Leonard Bernstein works = Kaddish Symphony, Chichester Psalms, Missa Brevis

by | Jun 1, 2005 | SACD & Other Hi-Res Reviews | 0 comments

BERNSTEIN: Symphony No. 3 “Kaddish;” Chichester Psalms; Missa
Brevis – Jamie Bernstein, narrator/Ann Murray, mezzo-soprano/ Pablo
Strong, treble/Simon Baker, counter-tenor /Clare Loosley, soprano
(Chichester)/ Lindsay Richardson, mezzo-soprano/ Andrew Castle, tenor
(Chichester)/ Roger Carter, bass (Chichester)/ The London Oratory
School Schola and BBC Singers/BBC Symphony Orchestra/ Leonard Slatkin
conducts – Chandos Multichannel SACD CHSA 5028, 70:58 ****:

Leonard Bernstein’s Third Symphony “Kaddish” (1963) is the product of
the assassination of John F. Kennedy and the composer’s own crisis of
faith, his taking God to task as it were, for the state of the world.
Often atonal and bitter in tone, the six sections might seem to provide
a kind of rough consolation for the living in the course of praying for
the dead. The narrative for female speaker is supposed to invoke
Goethe’s Eternal Feminine, the image from Part II of Faust. Bernstein’s
own recitation intersperses comments on the Newtonian universe as a
pristine clock and praise of the artistic imagination: “You gave me the
power of song/To mirror your immortality.” The recitation suffers
abrupt interruptions from solo soprano, boys‚ choir and full orchestra,
expressing the agony and the ecstasy of adoration. Everywhere is the
eternal argument with God, the ambiguity to understand a plan that
seems lost in the trappings of human suffering.
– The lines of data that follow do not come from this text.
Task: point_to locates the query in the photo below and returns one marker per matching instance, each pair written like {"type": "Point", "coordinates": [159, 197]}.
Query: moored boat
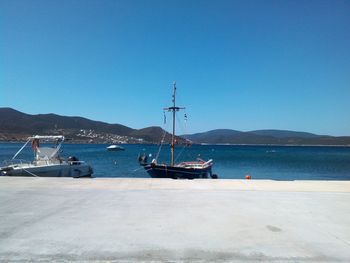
{"type": "Point", "coordinates": [183, 170]}
{"type": "Point", "coordinates": [47, 161]}
{"type": "Point", "coordinates": [115, 148]}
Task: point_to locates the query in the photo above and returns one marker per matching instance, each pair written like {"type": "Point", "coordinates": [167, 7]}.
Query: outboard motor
{"type": "Point", "coordinates": [72, 160]}
{"type": "Point", "coordinates": [142, 159]}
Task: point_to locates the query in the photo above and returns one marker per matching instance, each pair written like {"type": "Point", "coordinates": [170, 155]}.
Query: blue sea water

On the occasion of the Cincinnati Symphony’s 2002 performance, the
composer’s daughter Jamie revised the original text rather heavily,
likewise coming to terms with her father’s use of serialism – perhaps a
fusion of his own academicism and the influence of Stravinsky’s
Symphony of Psalms. Jamie sees her emendations as a kind of rabbinical
commentary upon the original, a tradition among Talmudic scribes
arguing with God and each other, engaged in some metaphysical dialectic
organized to reveal something of The Truth. She calls it “another
generational layer of chutzpah.”  The declamatory passages remind
me of “The Creation” of James Weldon Johnson, although the rage and
conflict in Bernstein’s soul adds an anguished dimension not present in
Johnson’s pious conceits.

The Chichester Psalms (1965) have become standard choral fare,
warranting the same respect we give the 3 Russian Folksongs of
Rachmaninov. Again, the combination of piety and the secular rhythms we
find in West Side Story make a startling, eclectic effect, with the
special colors that brass, two harps, percussion and strings provide to
an energized chorus. The revised version of the Missa Brevis (1988) for
liturgical use derives much of its material from Renaissance-style
materials Bernstein had supplied for Noah Greenberg’s production of
Hellman’s play The Lark. The piece, which lasts eleven-and-a-half
minutes, is in six sections sung a cappella, and is relatively subdued
and lyrically reverent.  Conductor Slatkin has the honors for
having now recorded the premieres of the Kaddish with its new narration
and the expanded version of the little mass.